April
2005, Issue 177
 |
Priority
Interrupt
by Steve Ciarcia
Dead
as a Doornail
|
The
average person these days has dozens of portable devices.
We’ve got radios, laptops, cell phones, flashlights,
cameras, navigation systems, iPods, PDAs, LCD TVs, DVD
players, etc. Let’s face it. We live in a gadget-happy
universe. As much as we might want to deny it, we love
the whole idea that science fiction is fast becoming
science reality. Take cell phones as just one example.
“Personal communicators” were barely thought of 20 years
ago, but today you can have a cell phone with a 0.5-megapixel
color view screen and features scheduling, word processing,
GPS navigation and mapping, FM radio, a web browser,
a TV receiver, an MP3 player, a digital camera, a video
player, and a voice recorder. Cell phones are fast becoming
the Swiss Army knives of our electronic universe.
Of
course, these feature-laden devices are a great idea
until you turn on a few of the functions and the batteries
die after about 10 min. How many times has your laptop’s
battery icon claimed it has, say, 3 hours and 41 min.
left, but an hour later little flashing things start
appearing on the screen, warning you of a low battery
and imminent shutdown? The manufacturer of the laptop
neglected to tell you that the 4-hour battery life drops
30% if the screen is on (so you can actually read it),
and another 50% if the Wi-Fi is running (the only reason
you bought the laptop).
Battery
technology is the one critical part of our electronic
universe that never heard about Moore’s law. What kind
of processing improvement have we seen since 1965? A
million times? I just read that disk drive capacity
alone has increased over 400,000% in the last 15 years.
Rechargeable battery capacity (energy density) has increased
just 300% in the same period of time. All the great
features we want in portable devices aren’t missing
because of a lack of technology. It’s just that the
available battery power can’t handle their present level
of electronic integration.
Battery
design is fundamentally an issue of chemistry. Battery
technology hasn’t changed much because the periodic
table hasn’t changed either.
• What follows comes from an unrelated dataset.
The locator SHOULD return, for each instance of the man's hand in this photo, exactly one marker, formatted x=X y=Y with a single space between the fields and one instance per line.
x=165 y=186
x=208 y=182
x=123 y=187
Every time you start your
car, keep in mind that it’s using basically the same
lead acid battery designed by Gaston Plante in 1859.
All those NiCd batteries used in your power tools trace
back to discoveries by Waldmar Jungner in 1899. Talk
about a slow evolution.
Energy
density improvements in recent years are primarily the
result of fiddling with the zinc-copper-lead-carbon-nickel-cadmium-mercury-lithium
soup to tailor specialized power curves. The good news
is that Li-ion batteries have made many of the devices
we use today a reality simply because we finally have
enough power to run them. The bad news is that we may
not be able to tweak the chemistry much more. Conventional
battery technology might still improve, but that will
take a long time, and it will never result in the magic
bullet that gadget manufacturers really want as a portable
energy source.
In
the meantime, how do we keep adding new features to
all these gadgets? First, we improve efficiency. If
companies want to sell portable computers with everything
including the kitchen sink and more than a half-hour
run-time, then they have to design special energy-efficient
processors and circuitry that shut off unused buses,
logic, and memory blocks. They also need to find an
alternative to energy-wasting LCD backlights for portable
devices with video displays. One technology with potential
is organic LED (OLED) display. Of course, there are
little problems. It’s expensive, fragile, and the colors
fade. But hey, all that used to be true about the stuff
we commonly use today.
The
ultimate solution is a fuel cell battery. On the drawing
board for the last 50 years, a fuel cell is essentially
a battery that combines hydrogen and oxygen to produce
electricity. Conceivably, when you need to recharge,
you would simply pour in a little methanol and away
you would go. Like gasoline in a car engine, the appealing
advantage is that, for a given volume, methanol has
far greater energy density than something like Li-ion.
Of course, before fuel cells become a reality, there
are little issues to deal with: some fuel cells like
to run at 350°C; they prefer being constant-current
generators; and they’re made with expensive platinum.
Plus, methanol is hard to find, and you can’t get on
a plane with it. Of course, every technological advance
started with lots of technical obstacles and naysayers
predicting their failure. If you look at how far we’ve
come, you can easily envision that fuel cell batteries
will be in common use eventually. I for one never want
a battery that is dead as a doornail again. I prefer
the option where I can simply say, “Fill ’er up.”